Our study has demonstrated the value of contemporaneously establishing national-level monitoring and reporting of malaria incidence and trends at both the district and health facility levels. We have shown that the health facility level could provide the most relevant and operationally viable option for capturing key malaria dynamics, such as the underlying spatio-temporal incidence rates, risk trends, and hotspot clusters that support an adaptive scaling approach to intervention planning. We would suggest that countries re-assess and carefully reconsider their malaria programmes and strategies in this regard. Using the approach and methods presented here, governments can quickly identify the most appropriate scale levels (i.e. district, facility, or household) for more efficient planning and operationalisation of intervention strategies.
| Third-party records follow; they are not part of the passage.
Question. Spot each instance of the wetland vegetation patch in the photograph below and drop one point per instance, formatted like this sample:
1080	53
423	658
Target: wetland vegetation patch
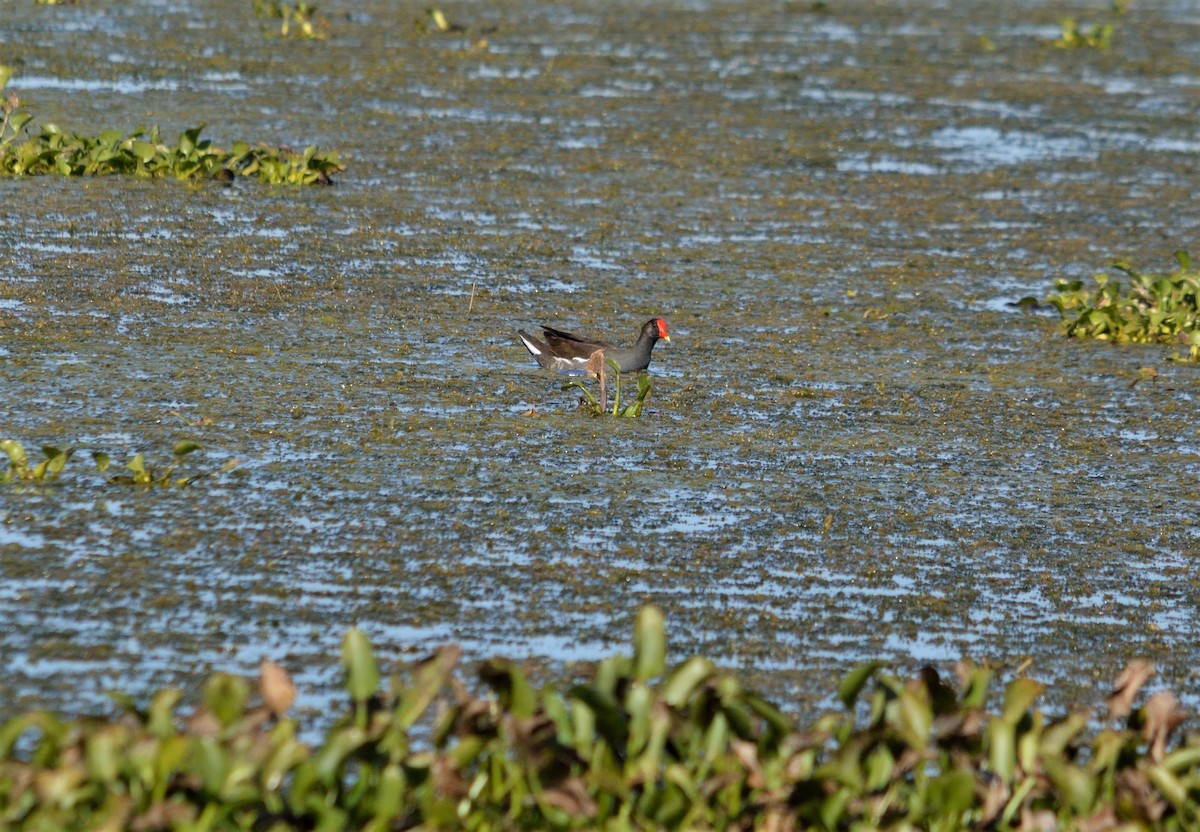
631	746
147	154
1155	307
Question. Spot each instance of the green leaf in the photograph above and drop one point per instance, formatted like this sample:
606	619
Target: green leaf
685	678
510	684
186	447
358	660
225	696
649	644
1019	696
16	453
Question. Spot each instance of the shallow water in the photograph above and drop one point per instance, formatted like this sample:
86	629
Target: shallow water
855	447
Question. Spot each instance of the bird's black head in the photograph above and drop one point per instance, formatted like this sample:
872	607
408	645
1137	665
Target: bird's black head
655	329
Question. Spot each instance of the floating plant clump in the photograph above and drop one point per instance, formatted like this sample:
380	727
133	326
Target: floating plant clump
1155	309
637	746
141	154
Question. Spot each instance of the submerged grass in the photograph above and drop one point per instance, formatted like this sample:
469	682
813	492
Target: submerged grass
636	746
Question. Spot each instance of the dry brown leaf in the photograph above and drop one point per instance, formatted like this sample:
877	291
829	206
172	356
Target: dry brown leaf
1162	718
276	688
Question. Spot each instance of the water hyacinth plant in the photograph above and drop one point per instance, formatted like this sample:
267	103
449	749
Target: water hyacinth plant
637	746
21	470
147	154
165	477
1155	307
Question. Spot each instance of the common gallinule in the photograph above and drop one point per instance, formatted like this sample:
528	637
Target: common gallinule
563	351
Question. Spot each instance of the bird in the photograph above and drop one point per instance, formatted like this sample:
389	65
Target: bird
565	352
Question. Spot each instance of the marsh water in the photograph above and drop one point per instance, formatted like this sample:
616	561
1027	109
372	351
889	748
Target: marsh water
856	447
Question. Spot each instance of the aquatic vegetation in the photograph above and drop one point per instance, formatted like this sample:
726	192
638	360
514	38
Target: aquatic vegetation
143	474
1098	36
1156	309
19	467
599	406
636	746
297	18
142	154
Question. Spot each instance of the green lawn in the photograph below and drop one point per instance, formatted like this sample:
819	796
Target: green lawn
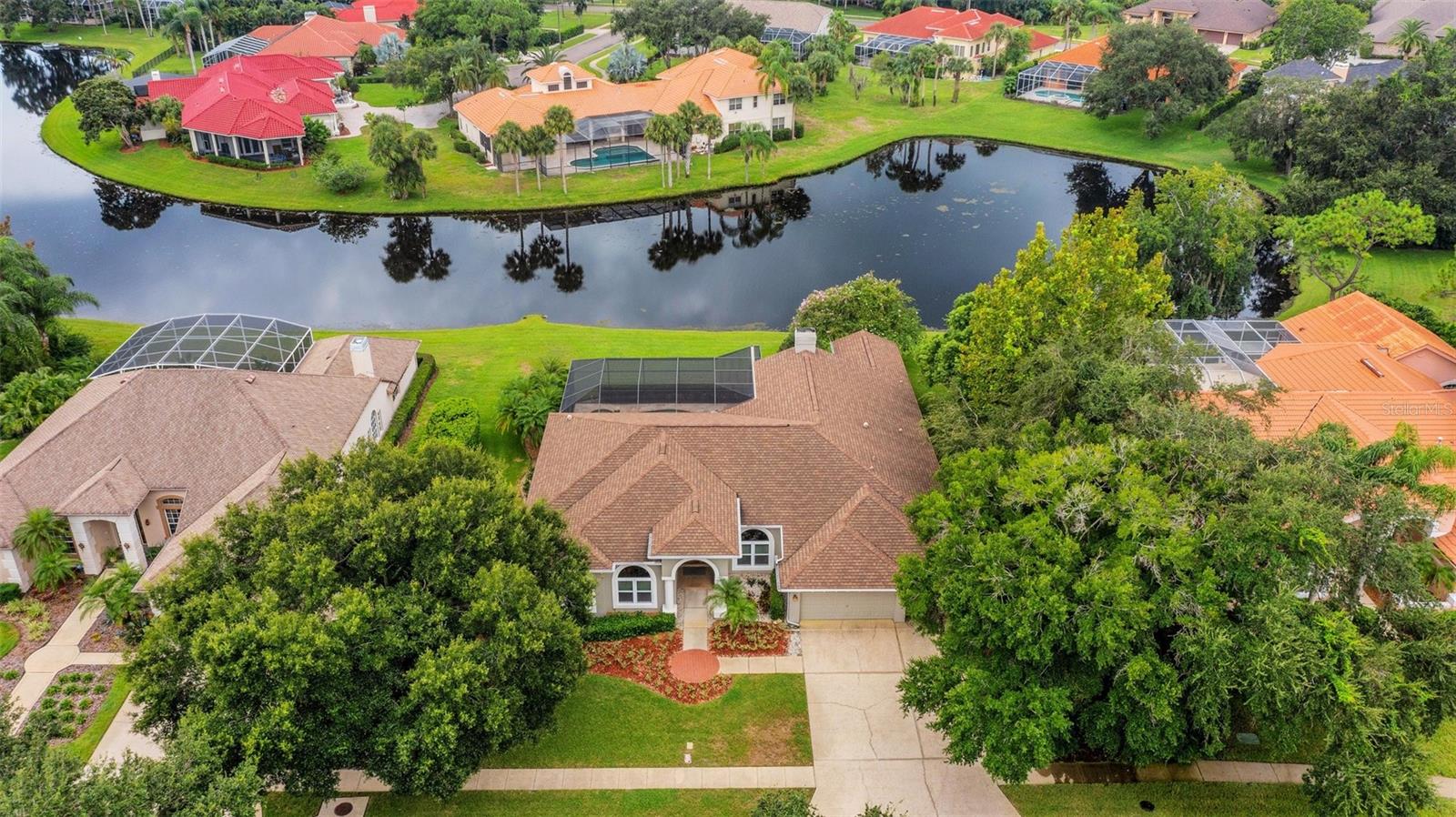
386	95
477	361
648	802
1169	800
116	36
839	128
1441	749
85	744
1404	273
9	637
762	721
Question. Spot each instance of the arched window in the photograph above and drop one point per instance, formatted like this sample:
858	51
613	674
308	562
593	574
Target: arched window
637	587
754	548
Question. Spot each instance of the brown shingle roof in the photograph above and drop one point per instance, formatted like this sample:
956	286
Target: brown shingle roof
830	449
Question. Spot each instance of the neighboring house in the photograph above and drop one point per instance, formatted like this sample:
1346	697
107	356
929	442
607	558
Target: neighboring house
379	11
790	21
1220	22
252	106
1388	15
611	116
315	36
966	33
1340	73
1353	361
187	417
677	472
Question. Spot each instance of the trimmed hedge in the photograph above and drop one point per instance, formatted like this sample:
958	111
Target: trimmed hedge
414	395
455	419
616	627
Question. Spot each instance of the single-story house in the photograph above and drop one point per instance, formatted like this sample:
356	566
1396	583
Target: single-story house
254	106
612	116
379	11
315	36
677	472
1340	73
1388	15
1220	22
187	417
966	33
1353	361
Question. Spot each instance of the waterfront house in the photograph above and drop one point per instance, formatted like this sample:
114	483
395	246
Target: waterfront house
611	116
187	417
677	472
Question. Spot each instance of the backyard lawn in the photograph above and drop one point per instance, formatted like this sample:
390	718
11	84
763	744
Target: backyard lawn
839	128
645	802
1407	273
1169	800
135	43
609	721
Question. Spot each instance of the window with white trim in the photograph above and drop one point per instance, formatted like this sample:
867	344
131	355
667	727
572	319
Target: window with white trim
754	548
635	587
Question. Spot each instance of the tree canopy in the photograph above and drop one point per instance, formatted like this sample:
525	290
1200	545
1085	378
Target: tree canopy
1165	70
390	610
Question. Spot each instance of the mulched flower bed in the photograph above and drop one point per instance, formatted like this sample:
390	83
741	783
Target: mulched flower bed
73	700
34	632
759	638
644	660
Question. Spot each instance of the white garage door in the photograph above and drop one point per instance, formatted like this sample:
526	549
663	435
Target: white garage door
851	606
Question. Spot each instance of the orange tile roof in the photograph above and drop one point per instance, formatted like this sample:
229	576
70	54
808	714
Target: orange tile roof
830	449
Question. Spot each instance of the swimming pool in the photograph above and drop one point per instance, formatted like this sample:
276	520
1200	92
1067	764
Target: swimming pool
612	156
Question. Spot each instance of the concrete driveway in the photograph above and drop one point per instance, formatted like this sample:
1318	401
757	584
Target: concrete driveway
865	751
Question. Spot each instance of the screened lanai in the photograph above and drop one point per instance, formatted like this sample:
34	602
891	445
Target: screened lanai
660	383
211	341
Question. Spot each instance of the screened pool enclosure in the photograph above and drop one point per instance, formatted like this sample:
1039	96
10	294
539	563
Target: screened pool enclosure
211	341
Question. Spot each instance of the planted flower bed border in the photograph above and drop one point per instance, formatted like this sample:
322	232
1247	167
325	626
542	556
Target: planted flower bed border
644	660
757	638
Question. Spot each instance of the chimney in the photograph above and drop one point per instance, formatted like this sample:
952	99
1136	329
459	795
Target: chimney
361	357
805	341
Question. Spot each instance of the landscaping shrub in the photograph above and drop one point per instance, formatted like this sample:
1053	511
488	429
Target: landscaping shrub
616	627
339	175
455	419
871	303
410	404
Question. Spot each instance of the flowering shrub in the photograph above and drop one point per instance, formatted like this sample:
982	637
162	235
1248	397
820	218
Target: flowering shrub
757	638
644	660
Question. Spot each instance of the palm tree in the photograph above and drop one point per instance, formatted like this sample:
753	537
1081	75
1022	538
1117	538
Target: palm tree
511	138
41	533
754	140
1411	36
560	121
713	127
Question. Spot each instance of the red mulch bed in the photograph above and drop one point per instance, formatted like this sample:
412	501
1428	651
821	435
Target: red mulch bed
57	608
645	660
759	638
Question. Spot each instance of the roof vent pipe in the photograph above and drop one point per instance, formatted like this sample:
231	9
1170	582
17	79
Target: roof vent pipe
805	341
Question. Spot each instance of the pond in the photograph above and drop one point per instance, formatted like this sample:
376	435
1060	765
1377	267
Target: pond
939	215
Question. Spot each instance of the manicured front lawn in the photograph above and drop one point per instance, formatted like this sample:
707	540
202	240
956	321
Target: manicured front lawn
762	721
1169	800
116	36
645	802
386	95
839	128
1402	273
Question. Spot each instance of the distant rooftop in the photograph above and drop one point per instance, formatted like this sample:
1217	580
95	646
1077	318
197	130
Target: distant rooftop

The importance of border effects on rates, trends, and observed malaria burden64 for malaria elimination strategies in countries like Zambia cannot be overemphasised. Our nationwide health facility-level analysis in Zambia identified significant clusters of sub-district-level variations in malaria trends that are negative in some regions in the northeast, south-central, and southwest but positive in northern regions, typically concentrated along border areas with Mozambique and the DRC. The clear message is that pursuing malaria elimination alongside neighbours with a poorer malaria epidemiological status calls for the urgent formation of meaningful bilateral cross-border malaria initiatives. In the case of Zambia, the DRC, Angola and Mozambique border areas must be an immediate priority.